Schwache Bilanzen der Investoren geben die Richtung vor
von Michael Fabricius
Berlin - Die schwungvolle Erholung, die sich im Gefolge des Kriegsbeginns im Irak am Aktienmarkt durchsetzt, könnte schon bald wieder gebremst werden. Denn die großen institutionellen Anleger, allen voran der Allianz-Konzern, kündigen derzeit einer nach dem anderen weitere Aktienverkäufe an. Und Anlagestrategen rechnen dabei nicht nur mit Tausch- oder Blockverkaufs-Aktionen, wie etwa den angekündigten Abbau von gegenseitigen Beteiligungen bei Allianz und Münchener Rück. Auch "echte" Verkäufe am Markt sind geplant und sorgen somit - wie schon im zweiten Halbjahr 2002 - für anhaltenden Angebotsdruck.
"Gerade wenn die Kurse wieder etwas steigen, könnten die großen Finanzdienstleister die Gelegenheit für Verkäufe nutzen", sagt Volker Borghoff, Stratege bei HSBC Trinkaus & Burkhard. Der Aufschwung würde wie mit angezogener Handbremse fortfahren.

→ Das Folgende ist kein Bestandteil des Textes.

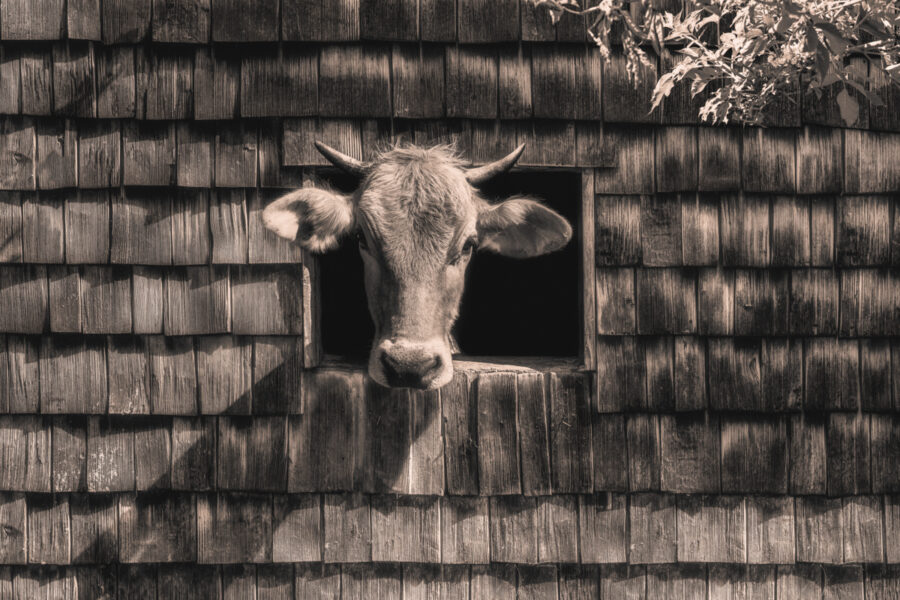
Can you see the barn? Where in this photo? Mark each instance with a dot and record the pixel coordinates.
(174, 423)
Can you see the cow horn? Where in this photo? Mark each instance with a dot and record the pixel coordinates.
(483, 174)
(341, 160)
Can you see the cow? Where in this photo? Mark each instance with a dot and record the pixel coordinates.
(418, 217)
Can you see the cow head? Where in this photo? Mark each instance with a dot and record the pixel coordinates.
(418, 217)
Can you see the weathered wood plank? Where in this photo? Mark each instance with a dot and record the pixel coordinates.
(32, 19)
(690, 449)
(711, 529)
(277, 376)
(618, 230)
(761, 301)
(17, 153)
(147, 284)
(770, 530)
(498, 463)
(666, 301)
(251, 454)
(643, 436)
(73, 79)
(197, 301)
(157, 528)
(125, 21)
(355, 81)
(651, 521)
(181, 21)
(718, 158)
(625, 100)
(115, 81)
(677, 165)
(744, 232)
(632, 172)
(848, 453)
(110, 456)
(233, 528)
(406, 529)
(297, 528)
(514, 529)
(831, 374)
(465, 536)
(460, 433)
(661, 230)
(49, 532)
(754, 454)
(129, 375)
(106, 299)
(73, 375)
(217, 79)
(391, 20)
(24, 292)
(173, 380)
(417, 81)
(482, 21)
(36, 78)
(87, 217)
(279, 85)
(472, 82)
(314, 20)
(43, 237)
(149, 152)
(332, 449)
(267, 300)
(602, 528)
(347, 528)
(69, 454)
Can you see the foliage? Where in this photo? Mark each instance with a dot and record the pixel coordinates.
(746, 53)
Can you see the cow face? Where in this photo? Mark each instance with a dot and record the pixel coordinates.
(418, 219)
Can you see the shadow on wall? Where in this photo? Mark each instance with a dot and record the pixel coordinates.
(353, 436)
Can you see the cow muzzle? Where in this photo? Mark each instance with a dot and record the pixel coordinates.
(408, 364)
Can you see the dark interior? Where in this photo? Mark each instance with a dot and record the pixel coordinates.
(510, 307)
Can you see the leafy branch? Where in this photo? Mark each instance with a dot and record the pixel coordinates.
(744, 54)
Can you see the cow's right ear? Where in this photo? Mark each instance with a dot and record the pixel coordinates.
(315, 218)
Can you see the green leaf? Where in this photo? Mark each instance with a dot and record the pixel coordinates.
(849, 107)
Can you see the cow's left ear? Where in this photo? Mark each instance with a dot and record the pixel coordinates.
(521, 228)
(315, 218)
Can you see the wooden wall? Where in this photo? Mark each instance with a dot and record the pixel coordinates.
(166, 430)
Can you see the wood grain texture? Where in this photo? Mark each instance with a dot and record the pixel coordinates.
(182, 21)
(110, 456)
(498, 462)
(405, 529)
(315, 20)
(745, 230)
(333, 444)
(251, 454)
(278, 85)
(197, 301)
(480, 21)
(173, 378)
(514, 529)
(40, 20)
(235, 21)
(472, 81)
(233, 528)
(157, 529)
(632, 150)
(73, 375)
(465, 535)
(26, 441)
(354, 81)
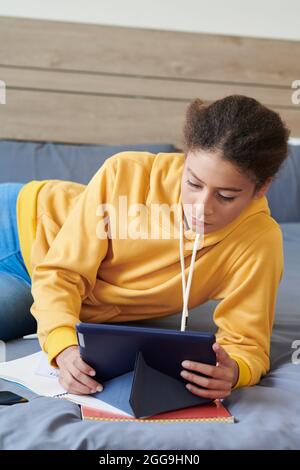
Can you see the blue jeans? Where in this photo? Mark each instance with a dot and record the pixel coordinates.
(16, 319)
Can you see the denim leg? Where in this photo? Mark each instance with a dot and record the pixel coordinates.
(16, 319)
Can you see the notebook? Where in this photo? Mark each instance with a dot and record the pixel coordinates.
(214, 412)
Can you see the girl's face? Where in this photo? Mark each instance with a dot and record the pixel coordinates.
(214, 191)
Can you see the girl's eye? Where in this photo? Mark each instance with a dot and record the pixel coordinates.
(223, 198)
(192, 184)
(226, 199)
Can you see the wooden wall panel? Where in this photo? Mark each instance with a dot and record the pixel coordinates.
(70, 82)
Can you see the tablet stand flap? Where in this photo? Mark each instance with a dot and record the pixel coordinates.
(154, 392)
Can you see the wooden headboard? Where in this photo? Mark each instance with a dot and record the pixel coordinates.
(70, 82)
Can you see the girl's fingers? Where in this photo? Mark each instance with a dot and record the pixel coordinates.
(70, 383)
(213, 394)
(215, 372)
(84, 367)
(84, 379)
(205, 381)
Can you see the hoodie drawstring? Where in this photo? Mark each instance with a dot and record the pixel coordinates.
(186, 289)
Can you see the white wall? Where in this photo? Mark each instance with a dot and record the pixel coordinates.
(256, 18)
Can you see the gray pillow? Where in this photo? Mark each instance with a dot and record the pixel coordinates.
(21, 162)
(284, 193)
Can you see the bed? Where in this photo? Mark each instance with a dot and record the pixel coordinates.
(77, 94)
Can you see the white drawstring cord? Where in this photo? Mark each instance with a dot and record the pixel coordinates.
(186, 289)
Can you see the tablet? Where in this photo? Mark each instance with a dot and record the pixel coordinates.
(112, 349)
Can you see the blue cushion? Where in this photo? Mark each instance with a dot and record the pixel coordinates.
(284, 193)
(25, 161)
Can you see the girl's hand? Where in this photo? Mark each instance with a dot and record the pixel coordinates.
(221, 378)
(74, 374)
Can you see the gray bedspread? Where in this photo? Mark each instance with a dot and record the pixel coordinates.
(267, 415)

Zwar werden die großen institutionellen Anleger ihre Bestände und Beteiligungen "äußerst marktschonend" und über Monate verteilt auf den Markt bringen, wie Versicherungs-Analyst Karsten Keil von Helaba Trust erwartet. Doch die ausstehenden Volumina sind enorm. Allein bei der Allianz schätzt Keil den theoretisch verkaufbaren Aktienbestand auf rund 30 Mrd. Euro. Würde der künftige Vorstandschef Michael Diekmann die Aktienquote von derzeit schätzungsweise 15 Prozent also um 50 Prozent reduzieren, kämen Papiere im Wert von 15 Mrd. Euro aufs Parkett.
Es scheint, als gäbe es derzeit keinen Investor, der dem immer noch schwachen Dax auf die Beine helfen könnte. Denn von kaufen redet sowieso niemand mehr. "Die Versicherer sind dazu gezwungen, prozyklisch zu handeln", sagt Peter Dombeck, Stratege bei der Berenberg Bank. Um das Bilanzrisiko abzufangen, müsse eben in der Baisse verkauft, bei hohen Kursständen hingegen gekauft werden. Auch der Rentenanteil sei bei den Großinvestoren in den vergangenen Monaten - während steigender Kurse - aufgestockt worden, was nun zu einer gefährlichen Spekulationsblase führte.
Dass praktisch nur noch die institutionellen Investoren die Richtung des Marktes bestimmen und diese auch noch mit erheblichen Bilanzproblemen zu kämpfen haben, verstärkt die Zyklik des Marktes. Die Baisse nährt noch immer die Baisse. Die Finanzdienstleister besitzen mehr als 50 Prozent der Aktien in Deutschland, andere Unternehmen deutlich mehr als 30. Privatanleger hatten laut Deutschem Aktieninstitut 2001 einen Besitzanteil von rund 15 Prozent. "Dieser dürfte aber auf zehn Prozent gesunken sein", schätzt HSBC-Stratege Borghoff. Die Anlagestrategen sind sich einig: Solange die Großanleger unter Eigenkapitalschwund leiden, wird also kaum genügend Kaufkraft am Aktienmarkt entstehen, die für eine nachhaltige Trendwende sorgen kann.